Hey, Mr. Scrum Master Man, play a song for me. I’m not sleepy, and there is no place I’m going to. (Mainly because the orbital traffic is backed up.)

Which brings me to the biggest circus sand of the week: the SpaceX IPO.

Yes, Elmo has finally decided to let us peasants buy a fractional share of his magic swirlin’ ship. The prospectus dropped yesterday, and it’s a masterpiece of dystopian fiction. My senses have been stripped, my hands can’t feel to grip the mouse tightly enough to hit “BUY” before the trading bots inflate the price by 4000%.

The IPO promises to take us disappearing through the smoke rings of our minds, straight past the frozen leaves of Earth’s dead ecosystem, and right out to the windy beaches of a terraformed Mars. Tickets are as low as $24 (plus a $15,000,000 launch fee, convenience tax, and a mandatory subscription to premium oxygen).

I’m ready to go anywhere. I’m ready for to fade into my own parade. Cast your dancing Elon spell my way, I promise to go under it. Who needs a pension when you can own 0.00001% of a Starship booster currently rattling its way toward the asteroid belt?

If you look up at the night sky right now, you might hear laughing, spinning, swinging madly across the sun.
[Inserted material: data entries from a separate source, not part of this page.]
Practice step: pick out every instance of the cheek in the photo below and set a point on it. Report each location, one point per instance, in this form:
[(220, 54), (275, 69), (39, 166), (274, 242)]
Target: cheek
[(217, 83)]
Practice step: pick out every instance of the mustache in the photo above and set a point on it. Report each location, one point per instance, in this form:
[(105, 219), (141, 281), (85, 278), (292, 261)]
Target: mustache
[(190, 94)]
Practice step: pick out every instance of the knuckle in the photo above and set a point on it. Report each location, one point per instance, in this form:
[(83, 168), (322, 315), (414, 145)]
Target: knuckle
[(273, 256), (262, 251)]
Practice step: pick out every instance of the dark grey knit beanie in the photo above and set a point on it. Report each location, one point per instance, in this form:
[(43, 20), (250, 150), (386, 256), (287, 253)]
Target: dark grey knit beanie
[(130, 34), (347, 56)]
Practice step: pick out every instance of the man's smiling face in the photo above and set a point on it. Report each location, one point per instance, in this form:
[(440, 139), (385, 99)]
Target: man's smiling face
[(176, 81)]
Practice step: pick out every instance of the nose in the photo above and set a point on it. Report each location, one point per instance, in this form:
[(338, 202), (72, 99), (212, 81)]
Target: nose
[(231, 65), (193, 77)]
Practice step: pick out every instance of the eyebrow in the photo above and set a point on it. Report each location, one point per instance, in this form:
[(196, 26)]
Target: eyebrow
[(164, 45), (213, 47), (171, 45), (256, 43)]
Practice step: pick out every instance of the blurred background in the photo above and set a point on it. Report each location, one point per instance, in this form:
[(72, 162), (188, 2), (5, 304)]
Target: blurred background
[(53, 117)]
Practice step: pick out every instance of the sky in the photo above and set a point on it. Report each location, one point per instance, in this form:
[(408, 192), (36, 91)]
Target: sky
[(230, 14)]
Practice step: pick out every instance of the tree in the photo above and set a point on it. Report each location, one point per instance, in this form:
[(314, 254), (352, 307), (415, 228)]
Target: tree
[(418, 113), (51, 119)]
It’s not aimed at anyone. It’s just Starlink satellites escaping on the run. And, but for the sky, there are no fences facing—mostly because SpaceX bought the rights to the stratosphere last Tuesday.

If you hear vague traces of skipping reels of rhyme while you stare at your portfolio bleeding red, don’t worry. It’s just a ragged clown behind. I wouldn’t pay it any mind. It’s just the ghost of the 20th-century economy he’s chasing.

So, let us raise a glass of synthetic nutrient fluid to the future. A future where AI writes the code, humans manage the boards, the Scrum Alliance holds elections for positions that govern nothing, and we can all buy stock in a rocket ship while our toes are too numb to step.

Let us dance beneath the diamond sky with one hand waving free—silhouetted by the rising sea, circled by the circus sands of late-stage capitalism. With all memory and fate driven deep beneath the waves.

Let me forget about today until tomorrow. Or at least until the next Sprint planning meeting.

In the jingle jangle mornin’, I’ll come followin’ you.